E pensare che dovremo lasciare tutto questo. 'Dedicato' di Ermelinda Nasuto e le storie contro l’insopportabile
10.06.2026
N.B.
Prezzo politico davvero inconsueto (max 15 euro), incasso devoluto alla Casa delle Donne, una sola data al Piccolo Studio Melato: è già lunga anche la lista d'attesa per vedere a Milano, il 24 maggio, l'ultimo lavoro sullo sconvolgente 'Processo Pelicot' del guru europeo del teatro politico di realtà Milo Rau. La ricostruzione del caso dello stupro collettivo perpetrato ai danni di una donna incosciente in quel di Mazan, a pochi passi da Avignone, porta la firma come co-autrice della drammaturga e militante femminista Servane Dècle. In Francia e in Germania il lavoro è diventato anche un libro, con la frase pronunciata in tribunale dalla vittima, la signora Gisèle, come sottotitolo: 'La vergogna deve cambiare lato'.
8+
Altro che i prodromi dell'Intelligenza Artificiale, 'Oracle' è soprattutto un nuovo atto di teatro totale. Il doppio appuntamento al Piccolo Teatro Strehler con il nuovo kolossal (3h e 40') di Łukasz Twarkowski, il 23 e il 24 maggio, è sicuramente l'evento più atteso del Festival Presente Indicativo.
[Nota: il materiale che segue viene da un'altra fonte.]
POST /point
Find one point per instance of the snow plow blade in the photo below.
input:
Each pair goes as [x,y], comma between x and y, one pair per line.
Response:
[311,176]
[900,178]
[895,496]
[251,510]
Anche perché la creatività multimediale del nuovo maestro polacco si sposa di nuovo, come per l'indimenticabile 'Rotkho', con la strepitosa bravura della compagnia residente lettone del Dailes Theatre di Riga, il teatro baltico più importante, con una tradizione di tutto rispetto alla spalle.
N.G.
Dopo i sold out e gli applausi per le due date di BADKE (remix) dei palestinesi di Stereo48 per laGeste, il secondo festival LIFE si avvia a chiudere i battenti: l'ultimo spettacolo sarà, il 20 e 21 maggio, la prima nazionale di 'Tradere' di Corpora, ambiziosa nuova perfomance 'sull'invisibile' di una compagnia teatrale under 35. Composta da Giulia Sangiorgio, regista, Eliana Rotella, drammaturga, Caterina Gruden, organizzatrice, e Andrea Centonza, designer multimediale, Corpora lavora sul confine tra corpo e parola come spazio politico e pubblico. Se ne riparlerà sullo Speciale dedicato al Festival: continuate a seguirlo.
7+
Un protagonista navigato come Sandro Lombardi non si spaventa certo per la concorrenza dei festival. E va in scena al Teatro Elfo Puccini dal 19 al 24 maggio con il 'Casanova' di Fabrizio Sinisi, liberamente ispirato a 'Storia della mia vita' di Giacomo Casanova, con la regia di Fabio Condemi. Dalla nota stampa: 'Casanova è una meditazione sulla memoria e sul tempo. Quest’uomo malinconico e rancoroso, rinchiuso come un prigioniero in una piccola biblioteca in Boemia, non è solo una celebre personalità del tempo che fu: è una maschera tragicomica, un paradigma che cambia, un’icona che segna la fine di un mondo e l’inizio di un altro'.
N.G.
Al piccolo Teatro degli Angeli di via Pietro Colletta, 21, dal 19 al 22 maggio 2026 Arianna Scommegna presenta 'Magnificat' di Alda Merini, per la regia di Paolo Bignamini. L'attrice ripropone 'tutta la carnalità, tutta l’intimità e tutta la sorprendente immedesimazione della poetessa milanese nei panni della Vergine Maria', recita la presentazione. 'Così incontriamo lo spavento e la speranza, lo sgomento e lo stupore, il dubbio e la certezza di quella che sarà la madre di Dio. Un cortocircuito vertiginoso e inafferrabile'. Davvero singolare.
8+
Una buona notizia che arriva da molto lontano è il debutto, dal 18 Maggio, al Teatro Tumanishvili di Tbilisi, di 'Gone', nuovo lavoro nato dall’incontro con un gruppo di attrici e attori georgiani e la compagnia Kepler-452. Questa volta Enrico Baraldi e Nicola Borghesi, insieme con il drammaturgo Riccardo Tabilio, hanno costruito uno spettacolo documentario originale basato sulle biografie degli artisti di un Paese dove gran parte della popolazione sta emigrando (e l’Italia è una delle principali destinazioni di questa diaspora). 'Gone' mette a nudo le contraddizioni e i paradossi di chi va e di chi resta, le aspettative, i rancori, i desideri impigliati tra le correnti delle migrazioni internazionali. Perché andarsene? Come accettare di essere per tutta la vita degli stranieri? Con che cuore invece restare quando tutto intorno a sé dice che andrà sempre peggio?